Cette fois, la publication de cette critique a fait moins de vagues, mais en trois réactions, la messe était dite. Premier à dégainer : Hips ! (un type remarquable par ailleurs, mais qui un poil cassant, et qui me fait le même effet que Lee Marvin - bref, quelqu'un qu'on n'a pas envie d'emmerder, mais si ça vous démange). Ce jour-là, il la joue désabusé, comme les grands tragédiens qui sont certains que le cinéma est mort (comme le rock'n'roll) - la preuve : il a détesté Valérian de Besson, mais de toute façon la cause était entendue, Besson l'insupporte comme individu et il avait envie de ne pas aimer le film.

Hips ! :

- J’ai trouvé l’idée ambitieuse mais l’exécution très pénible. C’est réalisé avec les pieds, aucune cohérence dans les directions de regard, on ne sait pas qui est où, c’est un bordel sans nom (et je ne pense pas que ce soit fait exprès. Au contraire, un film aussi chaotique se devait d’avoir une réal solide et carré)
Et à mon sens, pour qu’un film devienne culte il faut au moins qu’il innove, qu’il se distingue, soit sur la forme, soit sur le fond. Sur la forme, on a vu. Et sur le fond, ce film ne raconte rien de plus que “deux gangs de malfrats se tirent dessus dans un hangar“ basta cosi. Ca reste au ras-ras des pâquerettes. M’enfin, on va dire que c’est l’époque qui veut ça, du fun, du fun, surtout rien d’autre.

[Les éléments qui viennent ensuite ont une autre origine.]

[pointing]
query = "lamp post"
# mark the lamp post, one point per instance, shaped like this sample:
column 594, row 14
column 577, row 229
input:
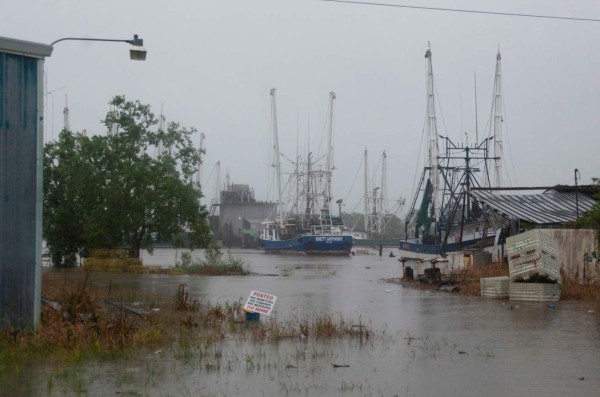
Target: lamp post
column 577, row 175
column 137, row 52
column 21, row 125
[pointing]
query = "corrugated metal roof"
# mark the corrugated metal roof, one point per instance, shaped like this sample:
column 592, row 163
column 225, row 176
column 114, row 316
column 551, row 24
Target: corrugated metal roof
column 544, row 208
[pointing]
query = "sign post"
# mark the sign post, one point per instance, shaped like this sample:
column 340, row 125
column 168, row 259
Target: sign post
column 260, row 302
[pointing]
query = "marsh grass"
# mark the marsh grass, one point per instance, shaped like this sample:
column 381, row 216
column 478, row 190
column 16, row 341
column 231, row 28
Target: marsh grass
column 80, row 328
column 213, row 264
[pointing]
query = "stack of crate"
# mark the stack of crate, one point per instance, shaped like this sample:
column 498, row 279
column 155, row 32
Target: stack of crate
column 495, row 287
column 532, row 258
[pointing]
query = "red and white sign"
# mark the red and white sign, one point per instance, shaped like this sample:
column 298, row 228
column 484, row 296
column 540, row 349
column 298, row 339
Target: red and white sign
column 260, row 302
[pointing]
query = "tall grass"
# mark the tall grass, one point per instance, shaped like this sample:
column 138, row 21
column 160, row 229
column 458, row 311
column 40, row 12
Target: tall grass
column 213, row 264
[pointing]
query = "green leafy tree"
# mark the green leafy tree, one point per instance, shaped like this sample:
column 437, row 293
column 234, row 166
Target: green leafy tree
column 113, row 190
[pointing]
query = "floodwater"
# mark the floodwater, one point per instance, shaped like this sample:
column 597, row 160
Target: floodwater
column 425, row 343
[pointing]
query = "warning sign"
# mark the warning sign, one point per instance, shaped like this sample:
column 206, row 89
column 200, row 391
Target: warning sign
column 260, row 302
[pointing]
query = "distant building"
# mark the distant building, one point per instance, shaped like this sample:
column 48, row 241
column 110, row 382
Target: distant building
column 240, row 216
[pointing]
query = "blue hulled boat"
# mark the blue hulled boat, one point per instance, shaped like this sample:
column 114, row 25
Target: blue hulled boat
column 308, row 227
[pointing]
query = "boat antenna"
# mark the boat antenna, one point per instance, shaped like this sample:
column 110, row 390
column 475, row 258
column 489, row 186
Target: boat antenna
column 276, row 156
column 476, row 118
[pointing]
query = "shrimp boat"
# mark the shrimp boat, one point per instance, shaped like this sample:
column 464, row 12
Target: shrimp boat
column 307, row 227
column 448, row 219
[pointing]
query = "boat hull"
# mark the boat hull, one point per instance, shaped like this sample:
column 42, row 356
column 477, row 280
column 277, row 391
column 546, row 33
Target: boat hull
column 310, row 245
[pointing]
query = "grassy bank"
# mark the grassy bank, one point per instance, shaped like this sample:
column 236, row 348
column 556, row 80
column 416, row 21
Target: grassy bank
column 82, row 322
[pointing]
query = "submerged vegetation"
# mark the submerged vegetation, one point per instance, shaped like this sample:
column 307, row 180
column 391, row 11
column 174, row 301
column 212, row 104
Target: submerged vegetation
column 82, row 322
column 213, row 264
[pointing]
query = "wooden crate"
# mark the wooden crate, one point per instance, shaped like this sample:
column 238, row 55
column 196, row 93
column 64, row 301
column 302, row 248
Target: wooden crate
column 536, row 292
column 532, row 253
column 495, row 287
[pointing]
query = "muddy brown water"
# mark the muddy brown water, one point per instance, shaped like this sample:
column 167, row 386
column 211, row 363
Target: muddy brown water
column 427, row 343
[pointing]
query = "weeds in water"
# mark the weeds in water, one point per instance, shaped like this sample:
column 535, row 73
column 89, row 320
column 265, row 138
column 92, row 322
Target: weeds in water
column 212, row 265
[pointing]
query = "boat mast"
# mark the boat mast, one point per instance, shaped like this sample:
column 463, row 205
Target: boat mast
column 276, row 155
column 497, row 131
column 366, row 192
column 383, row 210
column 214, row 208
column 330, row 166
column 433, row 137
column 199, row 169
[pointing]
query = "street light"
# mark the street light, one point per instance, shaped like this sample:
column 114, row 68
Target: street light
column 577, row 175
column 137, row 52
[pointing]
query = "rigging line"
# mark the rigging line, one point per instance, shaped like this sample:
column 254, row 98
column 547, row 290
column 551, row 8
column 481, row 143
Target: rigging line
column 509, row 146
column 355, row 178
column 509, row 14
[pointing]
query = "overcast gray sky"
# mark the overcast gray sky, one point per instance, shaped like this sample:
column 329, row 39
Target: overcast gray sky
column 211, row 65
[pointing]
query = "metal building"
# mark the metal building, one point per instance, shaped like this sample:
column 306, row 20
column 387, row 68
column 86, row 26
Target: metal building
column 21, row 161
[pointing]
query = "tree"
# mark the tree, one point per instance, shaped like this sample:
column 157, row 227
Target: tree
column 108, row 191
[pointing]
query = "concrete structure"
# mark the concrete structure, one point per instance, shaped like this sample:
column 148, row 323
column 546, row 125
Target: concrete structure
column 239, row 211
column 21, row 161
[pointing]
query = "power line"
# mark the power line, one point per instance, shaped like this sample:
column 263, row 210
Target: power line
column 510, row 14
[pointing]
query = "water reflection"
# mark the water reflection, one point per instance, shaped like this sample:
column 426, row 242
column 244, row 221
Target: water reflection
column 429, row 343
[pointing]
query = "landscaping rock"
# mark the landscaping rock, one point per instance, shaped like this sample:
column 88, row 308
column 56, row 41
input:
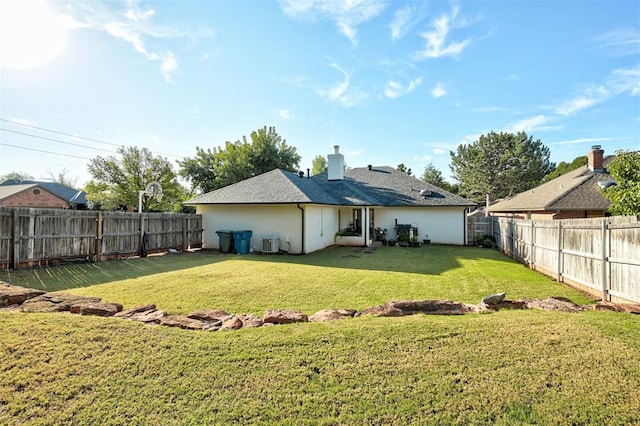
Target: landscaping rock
column 617, row 307
column 553, row 304
column 153, row 316
column 130, row 312
column 250, row 320
column 210, row 315
column 183, row 321
column 101, row 309
column 284, row 316
column 232, row 323
column 332, row 314
column 494, row 299
column 16, row 295
column 55, row 302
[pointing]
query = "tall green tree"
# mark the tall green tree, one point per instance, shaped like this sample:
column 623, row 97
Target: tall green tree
column 434, row 176
column 319, row 165
column 117, row 180
column 625, row 195
column 239, row 160
column 500, row 164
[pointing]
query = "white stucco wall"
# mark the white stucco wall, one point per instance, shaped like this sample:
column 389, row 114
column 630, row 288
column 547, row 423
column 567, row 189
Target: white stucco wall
column 444, row 225
column 265, row 221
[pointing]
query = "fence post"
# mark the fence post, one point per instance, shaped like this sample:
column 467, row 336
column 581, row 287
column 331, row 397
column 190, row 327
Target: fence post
column 15, row 255
column 560, row 266
column 99, row 232
column 605, row 287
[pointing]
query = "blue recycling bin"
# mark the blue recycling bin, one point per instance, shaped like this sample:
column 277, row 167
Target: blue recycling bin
column 242, row 241
column 226, row 242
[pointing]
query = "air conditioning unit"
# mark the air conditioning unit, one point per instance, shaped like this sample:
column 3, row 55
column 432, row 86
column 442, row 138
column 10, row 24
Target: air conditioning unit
column 271, row 245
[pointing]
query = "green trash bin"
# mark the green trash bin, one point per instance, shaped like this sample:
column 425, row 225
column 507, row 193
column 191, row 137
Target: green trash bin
column 242, row 241
column 226, row 241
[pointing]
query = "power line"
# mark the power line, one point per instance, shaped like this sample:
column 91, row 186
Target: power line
column 46, row 152
column 72, row 136
column 56, row 140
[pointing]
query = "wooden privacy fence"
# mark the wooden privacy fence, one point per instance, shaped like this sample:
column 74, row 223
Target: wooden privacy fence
column 31, row 237
column 600, row 256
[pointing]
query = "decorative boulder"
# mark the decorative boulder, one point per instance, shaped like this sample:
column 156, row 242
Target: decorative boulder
column 332, row 314
column 284, row 316
column 101, row 309
column 494, row 299
column 16, row 295
column 55, row 302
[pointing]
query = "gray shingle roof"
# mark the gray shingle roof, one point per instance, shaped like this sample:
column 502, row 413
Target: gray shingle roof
column 71, row 195
column 381, row 186
column 576, row 190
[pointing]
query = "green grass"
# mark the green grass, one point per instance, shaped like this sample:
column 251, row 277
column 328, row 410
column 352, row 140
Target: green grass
column 511, row 367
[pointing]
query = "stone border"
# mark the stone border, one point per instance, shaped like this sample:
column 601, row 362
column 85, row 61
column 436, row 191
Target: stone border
column 20, row 299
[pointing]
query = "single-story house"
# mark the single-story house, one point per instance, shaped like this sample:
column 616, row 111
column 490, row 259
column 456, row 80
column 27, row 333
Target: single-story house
column 28, row 193
column 301, row 214
column 574, row 195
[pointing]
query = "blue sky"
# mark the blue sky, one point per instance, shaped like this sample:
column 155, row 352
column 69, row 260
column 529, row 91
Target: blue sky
column 389, row 81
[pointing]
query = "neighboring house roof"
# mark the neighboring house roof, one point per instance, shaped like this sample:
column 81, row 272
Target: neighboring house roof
column 576, row 190
column 7, row 191
column 380, row 186
column 68, row 194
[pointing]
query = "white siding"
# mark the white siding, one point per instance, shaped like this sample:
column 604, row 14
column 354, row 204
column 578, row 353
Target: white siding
column 443, row 225
column 321, row 225
column 265, row 221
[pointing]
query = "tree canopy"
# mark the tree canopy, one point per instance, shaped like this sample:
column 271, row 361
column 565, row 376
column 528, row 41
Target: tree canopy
column 625, row 195
column 319, row 165
column 500, row 164
column 117, row 180
column 434, row 176
column 215, row 168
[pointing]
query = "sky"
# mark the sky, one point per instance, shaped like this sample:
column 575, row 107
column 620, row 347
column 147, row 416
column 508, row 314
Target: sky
column 389, row 81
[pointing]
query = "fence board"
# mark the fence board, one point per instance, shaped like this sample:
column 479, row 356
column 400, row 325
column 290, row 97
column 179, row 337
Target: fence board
column 30, row 237
column 601, row 255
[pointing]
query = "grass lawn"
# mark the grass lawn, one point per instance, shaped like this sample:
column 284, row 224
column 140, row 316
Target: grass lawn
column 510, row 367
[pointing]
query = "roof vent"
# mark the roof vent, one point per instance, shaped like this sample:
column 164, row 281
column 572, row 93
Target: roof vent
column 607, row 183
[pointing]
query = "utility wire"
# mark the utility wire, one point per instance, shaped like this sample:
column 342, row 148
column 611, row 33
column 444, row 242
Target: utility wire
column 56, row 140
column 46, row 152
column 72, row 136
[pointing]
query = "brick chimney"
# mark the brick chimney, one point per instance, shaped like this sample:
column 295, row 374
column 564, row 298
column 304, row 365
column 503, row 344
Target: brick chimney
column 596, row 159
column 336, row 164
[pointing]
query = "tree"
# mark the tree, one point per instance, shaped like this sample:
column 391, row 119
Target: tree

Puis, je vous le donne dans le mille, Zen Arcade (qui n'a pas vu ce film-là non plus) ajoute son grain de sel.

Zen Arcade :

- Ben Wheatley avait réalisé il y a quelques années un bon Kill list, sorte de variation post-moderne sur le thème du classique horrifique briton The Wicker man.
C'était roublard mais ça tenait bien la route. Et ça justifie bien le petit culte dont le film est aujourd'hui l'objet.
Malheureusement, comme c'est souvent le cas avec ce genre de petits malins, sa filmographie tend depuis à rapidement s'enliser, comme semble le laisser apparaître ce Free fire.

Puis Gilles C., un gars vraiment marrant, très philosophe et malicieux (même si certains interprètent ça comme de la condescendance... Avec laquelle il flirte parfois), tire le rideau.

Gilles C. :

- Sauf qu'il faut rarement croire UN forumer, et que ce film est qualitativement en réalité entre l' appréciation d'Hips et celle de Wildcard (et l'on remarquera que c'est souvent ici le cas.)

Ce post a déplu à Hips ! qui l'a qualifié d' "antilogie" peu après.

Mais cette hyper-réactivité, épidermique, et quelquefois alimenté par des gens, instruits mais n'ayant pas vu ce dont on parle, résume parfaitement l'ambiance d'un forum (surtout comme Buzzcomics) : on vous y fait croire que c'est un espace de discussions sympa, courtois, respectueux de l'autre, alors que c'est une arène.